Heroes‘Intelligent’ targeting
According to Blaine, the key challenge for many of these major names is adapting to a new medium where the viewer is far less forgiving of interruptive advertising than on broadcast television. “We’re trying to work out what the frequency of an ad should be within a clip,” explains Blaine. “We can figure out how much of a show someone’s watched and offer ads on a more ‘intelligent’ basis than just running advertising on a linear broadcast.”

For example, a user who has watched an episode of CSI halfway through and then starts watching Desperate Housewives shouldn’t have to see the same ads or same number of ads. Add to that the strong possibility that the online TV ‘networks’ might also have an idea who you are and where you live through a combination of your IP address, various cookies and possibly user registration and thus be as close to the Holy Grail of video advertising as marketers have wanted for over a generation. Two people watching the same show could see different advertising clips because their different interests and preferences have been calculated into the ad equation. “We’re trying to add in the intrinsic benefits of the internet, which is that it’s bidirectional,” explains Blaine.

The toughest decision for the online video sector is how to avoid using the 5to 15-second pre-roll ad spots which have become commonplace already. YouTube’s founders have been reluctant to use the pre-model and finally announced last month they’d be using an inline overlay advertising technology which flashes over the bottom of video.

Others are taking it a step further by using advanced contextual advertising. AdapTV, a ten-month-old San Mateo, California start-up, matches relevant advertising to the publisher’s content in real time. AdapTV’s technology analyses the video, audio and its meta data. So, for instance, if an actor starts talking about a new DVD coming out, an ad offering the DVD for rent from Amazon might flash up at the bottom of the video. AdapTV has signed deals with Theplatform and Metacafe, another online video site.

Quality counts
Marketers will no doubt be pleased that more quality video is coming online in the US to compete with the growth of user-generated content, which takes up more media share time according to most scientific and anecdotal research.

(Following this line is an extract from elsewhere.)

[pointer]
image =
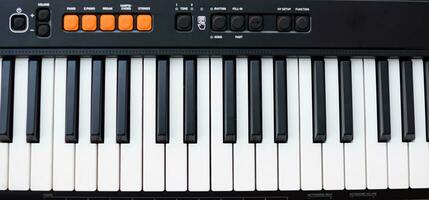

Blaine believes that advertising with online video, just like television, will perform much better if professionally made quality videos are used, rather than the two-minute low-quality clips made popular on YouTube. Nevertheless, Bernstein Research reveals that users do also want to see “lo-fi stuff”, or “the cat having relations with a giraffe” content, as they put it.

“The issue for the TV content players is that when dealing with an internet audience, five minutes of a badly shot clip of someone being hauled to the ground and tasered really is often more compelling than a one-hour reality show,” states Bernstein.

“It is often also much more immediate and relevant to younger viewers than reports of the incident going on the evening news.”